Onderzoeksrapport

Middelen uit de gezinsfiscaliteit naar het Groeipakket: impact op het armoederisco van gezinnen

Dit onderzoek simuleert verschillende hervormingsscenario’s. Welke keuzes hebben de grootste impact op het armoederisico van gezinnen?

Wat is het?

Dit onderzoek verkent hoe middelen uit de gezinsfiscaliteit – vandaag grotendeels een federale bevoegdheid – ingezet zouden kunnen worden om de gezinsbijslagen binnen het Groeipakket te versterken. Daarbij werd nagegaan welke impact zulke hervormingen zouden hebben op het armoederisico van gezinnen met kinderen.

Waarom is het belangrijk

De resultaten geven beleidsmakers inzicht in de proportionaliteit, complexiteit en selectiviteit van het fiscaal gezinsbeleid. Ze zijn relevant in het kader van toekomstige gesprekken over een mogelijke overheveling van bevoegdheden bij een volgende staatshervorming.
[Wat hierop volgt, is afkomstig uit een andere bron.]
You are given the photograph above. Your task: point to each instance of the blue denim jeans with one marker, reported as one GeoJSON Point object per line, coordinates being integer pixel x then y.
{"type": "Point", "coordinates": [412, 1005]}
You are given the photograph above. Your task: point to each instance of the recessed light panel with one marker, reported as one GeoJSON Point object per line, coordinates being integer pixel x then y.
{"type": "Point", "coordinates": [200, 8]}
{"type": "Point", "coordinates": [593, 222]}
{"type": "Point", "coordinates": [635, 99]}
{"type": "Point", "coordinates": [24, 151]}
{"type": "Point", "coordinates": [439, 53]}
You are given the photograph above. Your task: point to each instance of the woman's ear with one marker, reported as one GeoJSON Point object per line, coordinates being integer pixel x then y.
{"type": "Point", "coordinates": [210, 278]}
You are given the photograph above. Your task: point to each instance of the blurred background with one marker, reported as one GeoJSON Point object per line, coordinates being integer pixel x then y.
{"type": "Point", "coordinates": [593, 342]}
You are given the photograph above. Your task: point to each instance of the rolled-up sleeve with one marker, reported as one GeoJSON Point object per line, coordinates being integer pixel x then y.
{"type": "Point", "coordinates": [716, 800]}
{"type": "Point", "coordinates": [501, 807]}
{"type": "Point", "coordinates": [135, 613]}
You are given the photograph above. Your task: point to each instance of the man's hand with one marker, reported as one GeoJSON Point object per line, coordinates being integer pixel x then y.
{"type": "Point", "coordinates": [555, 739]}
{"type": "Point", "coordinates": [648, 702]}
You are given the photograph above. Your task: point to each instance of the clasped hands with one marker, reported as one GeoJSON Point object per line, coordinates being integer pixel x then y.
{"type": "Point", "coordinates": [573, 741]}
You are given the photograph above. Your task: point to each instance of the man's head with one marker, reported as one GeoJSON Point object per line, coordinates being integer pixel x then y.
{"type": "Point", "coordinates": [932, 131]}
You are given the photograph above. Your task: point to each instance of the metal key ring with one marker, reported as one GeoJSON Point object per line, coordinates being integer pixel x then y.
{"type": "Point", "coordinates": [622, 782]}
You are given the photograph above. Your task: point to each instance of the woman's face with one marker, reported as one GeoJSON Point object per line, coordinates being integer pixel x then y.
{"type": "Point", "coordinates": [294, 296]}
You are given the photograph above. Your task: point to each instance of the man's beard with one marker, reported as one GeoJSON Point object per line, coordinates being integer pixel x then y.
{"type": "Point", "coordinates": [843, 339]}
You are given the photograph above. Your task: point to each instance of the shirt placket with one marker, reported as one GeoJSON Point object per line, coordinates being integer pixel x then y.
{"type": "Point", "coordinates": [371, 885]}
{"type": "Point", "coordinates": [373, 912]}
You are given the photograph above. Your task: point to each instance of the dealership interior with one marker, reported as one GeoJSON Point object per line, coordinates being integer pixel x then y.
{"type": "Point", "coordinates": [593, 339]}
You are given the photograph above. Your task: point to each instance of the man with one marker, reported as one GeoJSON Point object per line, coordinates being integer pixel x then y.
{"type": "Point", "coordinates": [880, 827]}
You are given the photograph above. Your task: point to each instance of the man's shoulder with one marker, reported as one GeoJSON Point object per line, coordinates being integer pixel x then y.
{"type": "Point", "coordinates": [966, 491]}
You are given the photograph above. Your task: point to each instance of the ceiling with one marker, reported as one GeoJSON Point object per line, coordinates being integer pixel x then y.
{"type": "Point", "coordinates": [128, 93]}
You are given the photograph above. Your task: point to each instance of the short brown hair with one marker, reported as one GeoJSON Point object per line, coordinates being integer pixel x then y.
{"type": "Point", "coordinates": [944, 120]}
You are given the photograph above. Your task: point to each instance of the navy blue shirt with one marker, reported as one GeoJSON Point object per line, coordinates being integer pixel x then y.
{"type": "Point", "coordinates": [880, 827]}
Hoe verliep het onderzoek?

De onderzoekers simuleerden 24 hervormingsscenario’s waarin middelen uit de gezinsfiscaliteit werden verschoven naar het Groeipakket. Elk scenario combineerde drie elementen:

  • Budgetomvang
  • Verhouding tussen universele en selectieve maatregelen (met variaties van 0%, 25%, 50%, 75% of 100% selectief)
  • Gerichte verhogingen (bijv. basisbedrag of schoolbonus bij de universele bedragen en sociale toeslagen voor bepaalde inkomens bij selectieve bedragen)

Voor elk scenario werd de impact berekend op:

  • het beschikbaar inkomen,
  • het armoederisico,
  • de armoedekloof.

De analyses gebeurden op basis van gewogen SILC-data voor 2019 en hielden rekening met verschillen in aantal kinderen ten laste, gezinssamenstelling en inkomenspositie.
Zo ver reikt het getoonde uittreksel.